I have an old computer that I use as a makeshift NAS, which I've done for years with old systems. Last week it became inaccessible to one particular computer, at random, but the rest of the network had no issues.

Screenshot of the error shown when trying to access my makeshift NAS.

Error code: 0x80070035. The network path was not found.

It was strange because nothing had changed on either side, at least that I could find. Even stranger was that although it'd fail the first time I tried to access it, if I waited about a minute it'd then be fine for the rest of the day.

After a few days of failures I figured that this wasn't one of those things and decided to sort out this irritance.

Wireshark is my first port of call when it comes to network issues.

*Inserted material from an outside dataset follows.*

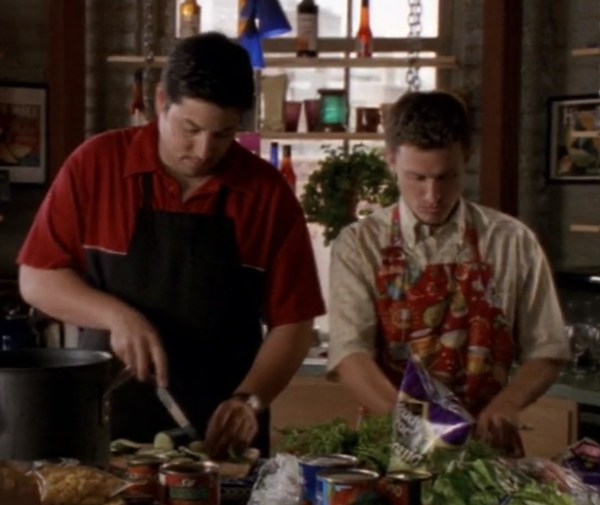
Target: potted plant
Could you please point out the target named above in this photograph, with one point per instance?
(345, 180)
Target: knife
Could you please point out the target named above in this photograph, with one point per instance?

It was very revealing; contrary to the error message, not only was the computer "found", but it had a nice little chat before terminating the connection (the normal way, not a TCP RST). Misleading or what?

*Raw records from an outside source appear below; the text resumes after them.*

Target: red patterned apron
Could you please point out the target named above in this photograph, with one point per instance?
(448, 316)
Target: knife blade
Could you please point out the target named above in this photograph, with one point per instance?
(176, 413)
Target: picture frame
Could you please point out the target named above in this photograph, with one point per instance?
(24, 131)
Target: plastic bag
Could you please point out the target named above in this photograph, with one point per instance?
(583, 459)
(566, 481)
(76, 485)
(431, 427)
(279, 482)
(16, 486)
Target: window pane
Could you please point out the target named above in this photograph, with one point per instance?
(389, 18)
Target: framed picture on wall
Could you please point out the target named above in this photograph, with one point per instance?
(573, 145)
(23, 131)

Screenshot of a Wireshark packet capture.

I wondered if there were any clues within the event logs. Older versions of Windows only log SMB server activities (no clues there, it was empty). Fortunately client events are logged on Windows 8 and up, and there was a relevant event within that one.

Event ID: 30824 The connection was forcibly disconnected.
Error: The transport connection is now disconnected.
Server address: 192.168.0.250:139 Client address: 192.168.0.2:50900 Instance name: \Device\LanmanRedirector Connection type: Tdi

I suppose this was slightly more honest than the earlier error message, but only slightly - it didn't say why. At least it was consistent with the Wireshark capture, but it was no help.

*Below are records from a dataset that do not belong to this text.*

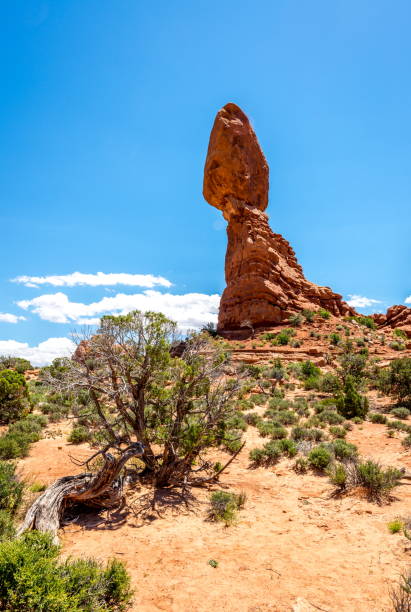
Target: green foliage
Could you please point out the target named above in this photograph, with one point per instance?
(337, 432)
(7, 529)
(11, 489)
(395, 526)
(401, 412)
(295, 320)
(335, 338)
(31, 578)
(367, 322)
(15, 363)
(79, 434)
(308, 315)
(377, 417)
(378, 481)
(319, 457)
(14, 398)
(397, 380)
(350, 403)
(224, 506)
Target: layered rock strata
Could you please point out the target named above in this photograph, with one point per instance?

I decided to compare captures with some other computers, and that's what gave me the breakthrough I needed.

Solution

Other computers would connect via port 445, whereas the bad computer would connect to port 139. Ye olde NetBIOS 139. SMB v1 has always been disabled, as nothing in the network needs it. Hmm.

Windows 10 is supposed to connect to 445 first, and then fall back onto 139 if it fails. My captures demonstrated the opposite behaviour - that is, it'd try 139, fail, and then use 445 a minute later.

Anyway instead of going further I simply disabled NetBIOS over TCP on the bad computer and now it's all good again.

Screenshot of NetBIOS settings.

Now disabled, formerly at the default setting.

The takeaway from this is: accurate error messages are important.